Isn’t it wild how we have a way of making everything about us? You don’t hear back from a friend or a sibling who you’ve been trying to reach out to all week, and when you finally approach the situation and ask them why they are ignoring you, they respond by saying that they had no idea you’ve called x amount of times and ‘Why didn’t you leave a message?’ And there you have it, a week of emotional worry drawn out for nothing. We make assumptions (that they use caller ID as incessantly as us), and then take it personally when we don’t hear back. In fact, we make assumptions about many things (namely others behaviour – or lack thereof) and then take it like a wound to the ego. All for what?
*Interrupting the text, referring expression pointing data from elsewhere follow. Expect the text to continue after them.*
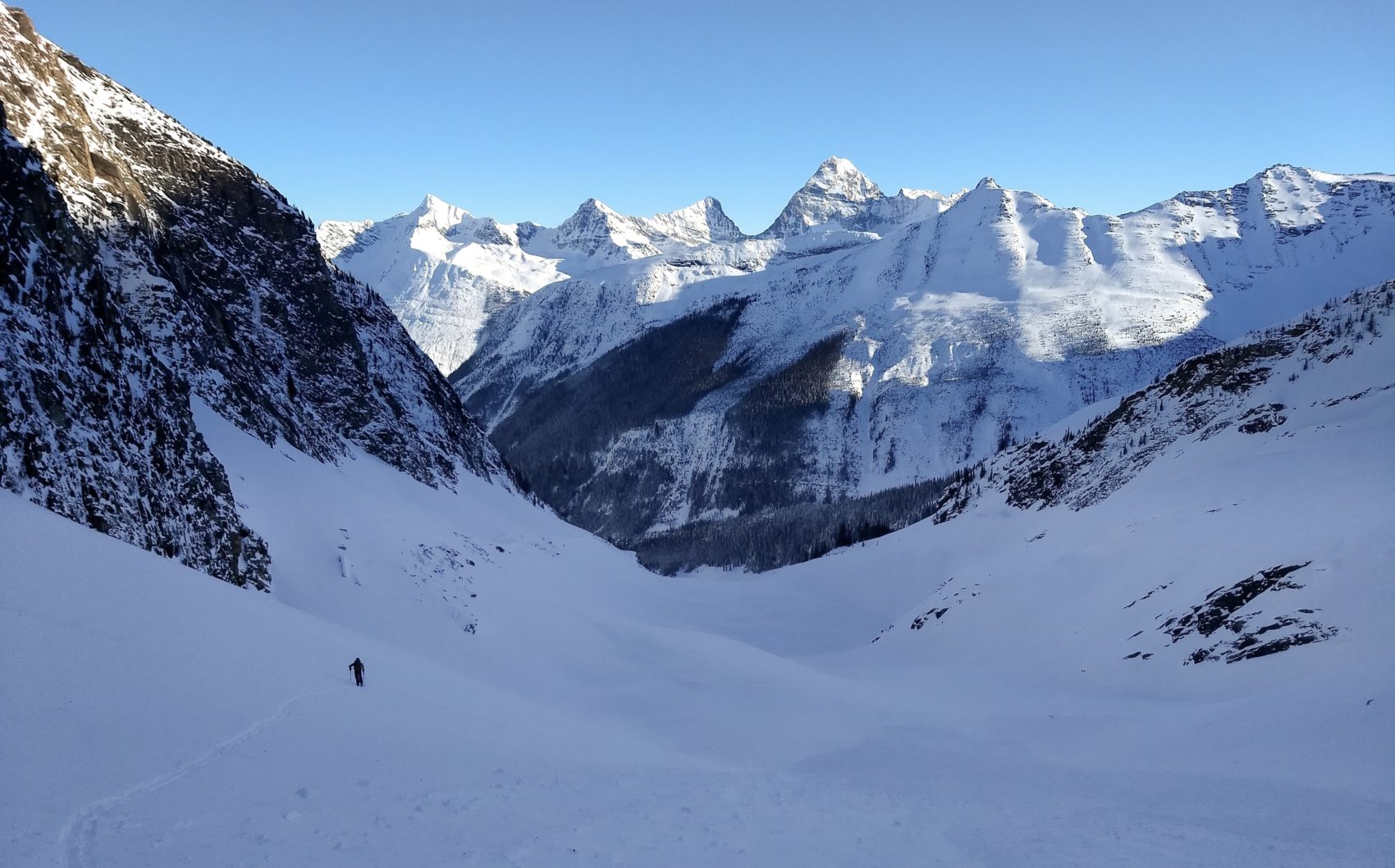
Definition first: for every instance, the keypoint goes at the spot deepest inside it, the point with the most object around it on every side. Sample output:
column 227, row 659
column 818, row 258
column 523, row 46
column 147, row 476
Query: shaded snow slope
column 954, row 336
column 225, row 280
column 141, row 267
column 581, row 709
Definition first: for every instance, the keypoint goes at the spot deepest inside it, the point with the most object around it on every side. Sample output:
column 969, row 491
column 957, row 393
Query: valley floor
column 581, row 710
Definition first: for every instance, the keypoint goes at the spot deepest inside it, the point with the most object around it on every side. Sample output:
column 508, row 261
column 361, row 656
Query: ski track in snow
column 80, row 835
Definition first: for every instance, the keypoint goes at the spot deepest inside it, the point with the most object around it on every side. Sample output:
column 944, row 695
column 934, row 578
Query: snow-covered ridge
column 986, row 322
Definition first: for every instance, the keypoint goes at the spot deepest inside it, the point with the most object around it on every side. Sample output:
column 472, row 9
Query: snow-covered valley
column 1154, row 634
column 582, row 710
column 861, row 342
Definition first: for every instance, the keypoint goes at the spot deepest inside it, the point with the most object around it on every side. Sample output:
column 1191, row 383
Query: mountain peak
column 698, row 224
column 438, row 214
column 841, row 179
column 835, row 193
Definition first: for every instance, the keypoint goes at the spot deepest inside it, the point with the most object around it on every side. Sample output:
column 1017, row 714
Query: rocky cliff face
column 213, row 286
column 93, row 426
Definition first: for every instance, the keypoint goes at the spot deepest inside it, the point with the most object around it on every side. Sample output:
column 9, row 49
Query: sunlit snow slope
column 578, row 709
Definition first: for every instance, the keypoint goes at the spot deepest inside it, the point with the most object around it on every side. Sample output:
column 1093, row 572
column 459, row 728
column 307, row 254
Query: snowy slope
column 582, row 710
column 446, row 272
column 441, row 271
column 144, row 267
column 953, row 336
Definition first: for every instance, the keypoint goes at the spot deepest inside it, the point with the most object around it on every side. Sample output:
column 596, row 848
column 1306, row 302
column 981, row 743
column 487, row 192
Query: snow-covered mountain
column 446, row 272
column 839, row 194
column 1010, row 686
column 144, row 268
column 1078, row 651
column 841, row 360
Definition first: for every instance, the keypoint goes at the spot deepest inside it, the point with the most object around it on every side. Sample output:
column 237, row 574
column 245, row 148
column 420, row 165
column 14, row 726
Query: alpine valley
column 1002, row 535
column 645, row 373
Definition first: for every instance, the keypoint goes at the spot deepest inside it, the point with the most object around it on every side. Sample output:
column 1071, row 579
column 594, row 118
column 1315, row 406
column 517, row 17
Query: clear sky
column 524, row 109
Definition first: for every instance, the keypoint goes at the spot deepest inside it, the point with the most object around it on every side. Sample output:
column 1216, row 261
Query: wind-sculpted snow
column 147, row 267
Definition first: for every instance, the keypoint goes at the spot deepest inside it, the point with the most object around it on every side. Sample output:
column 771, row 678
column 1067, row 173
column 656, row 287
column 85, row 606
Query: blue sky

Doing this taints your relationship with both yourself and with others.
Let go of the need to take everything to heart. This need to suffer. People aren’t out there to get you, because let’s face it, they’re more busy worrying about themselves. When your having a bad day and your instincts are to take it out on your partner, or blow up at him when triggered by something he said or did, take a moment to stop yourself and look at whether or not you’re making assumptions. Be aware of what your current state of mind is creating.